Primeiro caso: foi no pequeno ecrã, contracenando com Pedro Santana Lopes, que o então discreto José Sócrates granjeou uma aura de credibilidade e popularidade que o levou a liderar o PS e o País. Por ironia, foi Santana quem, assim, apadrinhou a entrada, em casa dos portugueses, do metódico debutante socialista.
Segundo caso: nos jogos de Portugal, no Mundial da Alemanha, em 2006, Marcelo Rebelo de Sousa, que não falhou um, era vitoriado pelos adeptos, à porta dos estádios, como se de um jogador se tratasse. Pediam-lhe que se candidatasse à Presidência da República. O homem que perdeu Lisboa para Sampaio e enfrentou dificuldades, no PSD, que o levaram à demissão de presidente do partido, tinha acabado de ser relançado, na aceitação quase unânime da opinião pública, pelas suas prédicas semanais na televisão.
Terceiro caso: até Garcia Pereira mantém viva uma peça de museu chamada MRPP graças à sua presença assídua na televisão, bem superior, em decibéis, à expressão eleitoral da ideologia que oficialmente professa.
Em Portugal, a análise política confunde-se com a propaganda, sem que o eleitor incauto tenha a possibilidade de distinguir uma da outra. O panorama opinativo está cheio de políticos, daqueles que vão a todas, aparecem em todo o lado, escrevem em toda a parte, tão depressa envergando as vestes do militante partidário, deputado ou dirigente, como vestindo a capa do comentador distanciado. O facto de certos comentadores, como o próprio Marcelo, António Vitorino ou, sobretudo, José Pacheco Pereira, aparentarem uma independência de espírito que lhes permite fugir ao estilo cassete, confere a este tipo de comentário uma capacidade de influência decisiva na formação da opinião. Por momentos, esquecemo-nos de que aquelas personagens estão ali com uma agenda própria, debitando mensagens pré-preparadas, para defender interesses de conveniência político-partidária. Este comentarismo de marca, de onde está geralmente ausente o PCP, porque, alegadamente, os seus representantes, amarrados a uma linguagem de colectivo, não pensam pela própria cabeça, atingiu o seu expoente máximo com as lições do prof.

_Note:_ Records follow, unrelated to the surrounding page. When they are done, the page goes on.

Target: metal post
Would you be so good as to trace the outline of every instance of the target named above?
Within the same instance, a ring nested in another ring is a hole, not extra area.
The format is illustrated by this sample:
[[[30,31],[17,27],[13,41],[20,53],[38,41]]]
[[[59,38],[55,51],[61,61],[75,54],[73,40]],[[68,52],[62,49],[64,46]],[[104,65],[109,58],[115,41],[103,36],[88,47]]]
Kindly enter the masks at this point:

Marcelo, na TVI, originadoras de uma crise que em muito contribuiu para a queda do Governo de Santana Lopes.
Sócrates lembra-se bem. Foi também por isso que chegou a primeiro-ministro.
Em ano de pré-campanha para as Presidenciais, de escolha da liderança do PSD e de arranque de um Governo de maioria relativa, o tempo de antena de Marcelo Rebelo de Sousa (ele próprio um putativo candidato a líder da oposição ou a Belém?) no principal canal do Estado era-lhe quase insuportável. A suspensão do programa As Escolhas de Marcelo desencadearia uma tempestade política. Mas a saída, por vontade própria, de António Vitorino, da RTP, resultou numa feliz coincidência, que permite dispensar, de caminho, o professor, com o pretxto de uma remodelação do formato do comentário político. Finalmente, a estação pública implementará as virtudes de um “maior equilíbrio”.
Sem qualquer ofensa para os visados, mas usando uma imagem tauromáquica, o fim do programa Notas Soltas, de António Vitorino, permite, na prática, ao dirigente socialista fazer de cabresto: retira o touro da arena. E sem fazer sangue.